Brizzled

... wherein I bloviate discursively

Brian Clapper, bmc@clapper.org

Append a random fortune to a Mail.app signature

| Comments

I recently switched from Thunderbird to Mail.app, on my MacBook Pro. For years, I’ve been appending random fortunes to the bottom of my email messages, and I wanted this feature for Mail.app, too.

When I used Emacs’ VM to read mail, I merely had to hack together a tiny bit of Elisp and wire it into a VM hook.

When I moved to Thunderbird, I simply wrote a small shell script to concatenate a signature prefix file with a random fortune; I then told cron(8) to run that shell script once a minute, to create a new .signature file. I pointed Thunderbird at that generated .signature file.

But, as it turns out, you can’t point Mail.app at an external .signature file, so the Thunderbird solution won’t work.

The answer is to write a small bit of AppleScript (one of the stranger programming languages I’ve ever used). The AppleScript script:

  • Uses the same signature prefix file that the Thunderbird shell script uses.
  • Concatenates the contents of that prefix file with the output from my fortune program.
  • Tells Mail.app to replace the named signature. (I have more than one signature, and I only want to append a random fortune to one of them.)

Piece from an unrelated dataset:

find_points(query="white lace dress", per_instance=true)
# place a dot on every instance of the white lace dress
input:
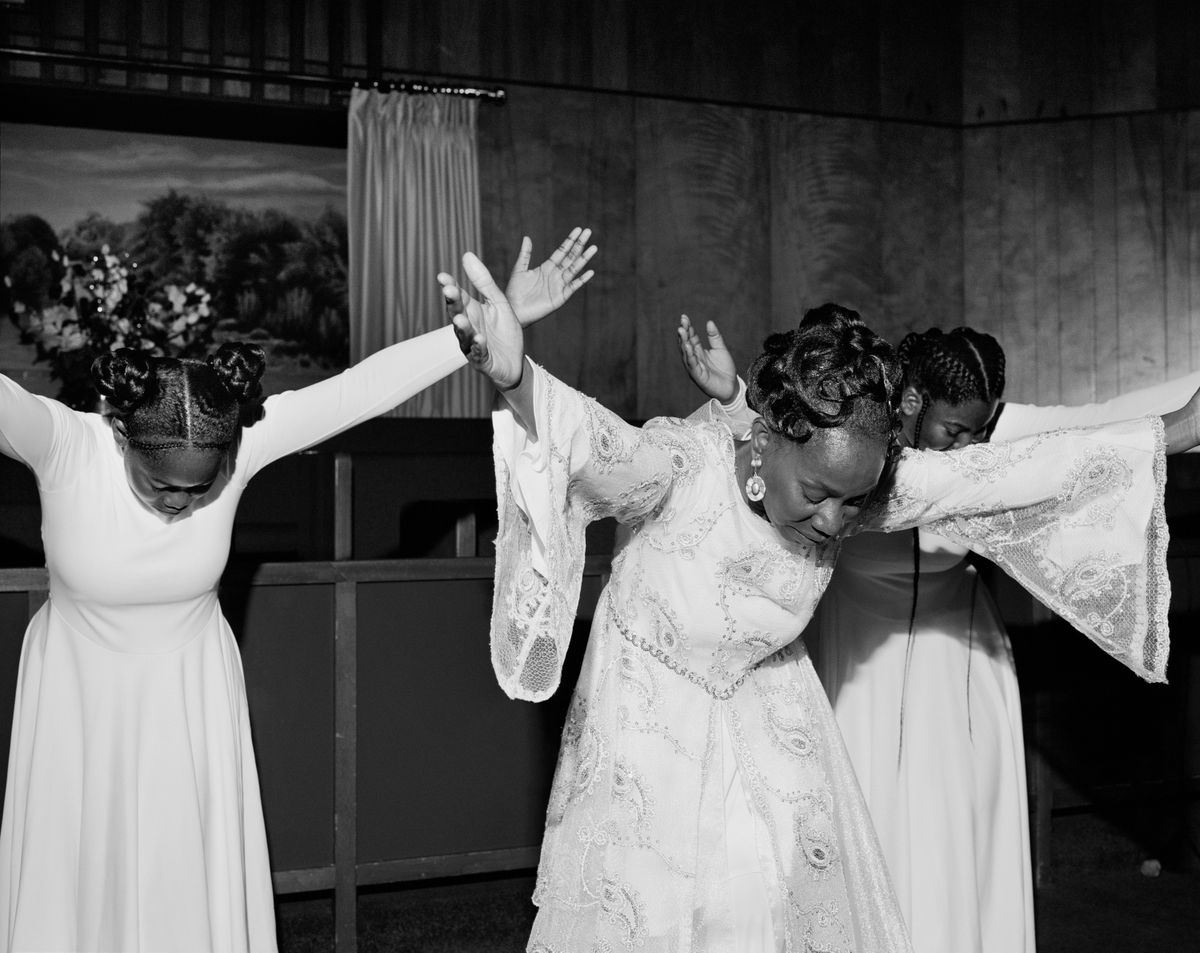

Here’s the AppleScript code:

Add random fortune to Mail.app signature Source Code
1
2
3
4
5
6
7
8
9
10
11
12
13
14
15
16
17
18
19
20
21
22
23
24
25
26
27
28
29
30
31
32
33
34
-- Appends a fortune to the end of a specific signature.
--
-- CONFIGURATION:
-- 1. Change the "fortune" variable to the path of your fortune program.
-- 2. Change the "signatureName" variable to the name of the signature to update.
-- 3. Change the "signatureTemplate" variable to the path to the file containing
--    the signature prefix content.
--
-- INSTALLATION:
-- Use the AppleScript editor to compile to a .scpt file, then install someplace appropriate.
--
-- USAGE:
-- You can wire the script to a key combination, using something like iKey (a
-- third party application). Or, you can run it as a cron job, every so often.
-- e.g., Once a minute:
-- * * * * * osascript /path/to/fortune-sig.scpt

set fortune to do shell script "/Users/bmc/bin/fortune"
set signatureName to "clapper.org"
set signatureTemplate to (POSIX file "/Users/bmc/.sig-preamble.clapper")

set sigPrefix to (read signatureTemplate as text)

on appIsRunning(appName)
  tell application "System Events" to (name of processes) contains appName
end appIsRunning

if appIsRunning("Mail") then
  tell application "Mail"
      tell signature (signatureName as rich text)
          set its content to sigPrefix & fortune
      end tell
  end tell
end if

The final piece of the puzzle is another cron(8) entry, in my personal crontab:

* * * * * osascript $HOME/AppleScripts/fortune-sig.scpt

Conceptually, this solution is the same as the one for Thunderbird; it’s just a different implementation.